Anvisa cria regras para imunização emergencial
Imunizante que receber o aval não poderá ser distribuído pela rede privada e ainda precisará de registro para uso em massa
Imunizante que receber o aval não poderá ser distribuído pela rede privada e ainda precisará de registro para uso em massa.
brasília A Anvisa (Agência Nacional de Vigilância Sanitária) informou na tarde desta quarta (2) que vai passar a conceder autorizações temporárias e emergenciais para vacinas contra a Covid-19. Na prática, isso significa que podem ser emitidas autorizações para a aplicação de determinadas vacinas em alguns grupos da população, mesmo que esses imunizantes ainda não tenham registro na agência.
A Anvisa vai seguir, portanto, o exemplo de outros órgãos internacionais, como a americana FDA (sigla em inglês para Administração de Alimentos e Medicamentos).
Segundo o gerente de medicamentos, Gustavo Mendes, essas vacinas não poderão ser comercializadas.
“Elas só poderão ser utilizadas no que a gente chama de uso institucional. Só poderão ser destinadas a programas de governo, programas específicos para que se possa ter um controle e que fique muito claro que é uma autorização de uso emergencial com um foco muito específico”, afirma.
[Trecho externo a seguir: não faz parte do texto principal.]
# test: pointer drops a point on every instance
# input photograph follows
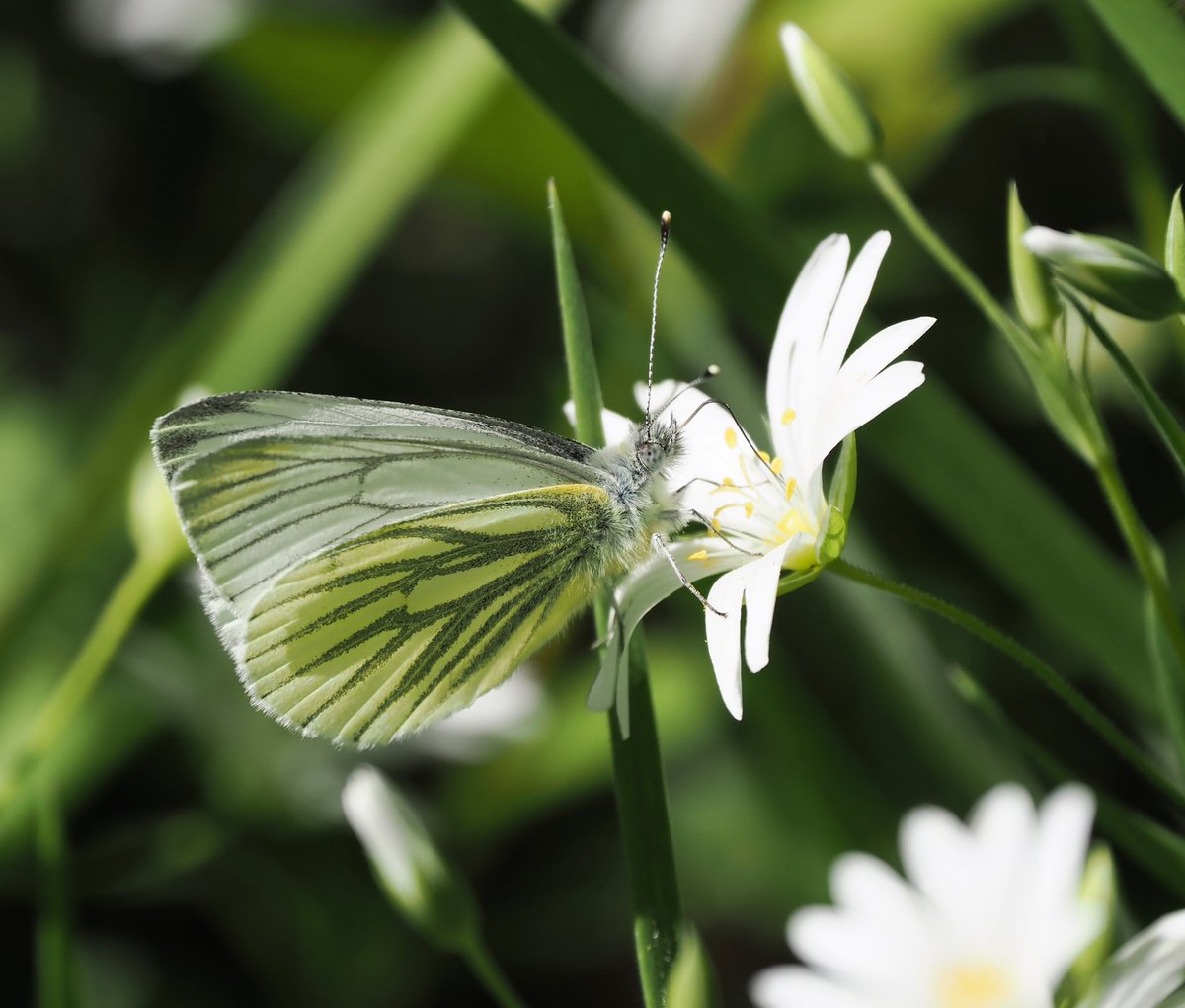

A Anvisa afirma que a autorização para uso emergencial já estava prevista em seus regulamentos e que neste momento, após intercâmbio de informações com as demais agências regulatórias do mundo, foi possível reunir informações e criar uma proposta para adotar esse modelo.
Será a primeira vez que a agência poderá conceder esse tipo de autorização. Um guia com as regras para esse processo foi criado para ser encaminhado aos laboratórios.
Mendes explica que o registro para um imunizante ou medicamento só é conferido quando a empresa interessada já apresenta dados completos sobre os estudos. No caso das autorizações emergenciais, os medicamentos ainda estão em fase experimental.
Ele acrescenta que os pedidos para autorização emergencial precisam delimitar um grupo específico para receber a vacina, como idosos ou profissionais da saúde. A Anvisa vai inclusive demandar uma quantidade específica de pessoas que se pretende imunizar.
“Se observarmos que existe um risco-benefício bastante claro e positivo, então a autorização de uso emergencial se justifica”, afirmou nesta tarde, em entrevista virtual a jornalistas. A agência acrescenta que as autorizações emergenciais continuarão válidas enquanto durar a “situação de emergência” devida à pandemia.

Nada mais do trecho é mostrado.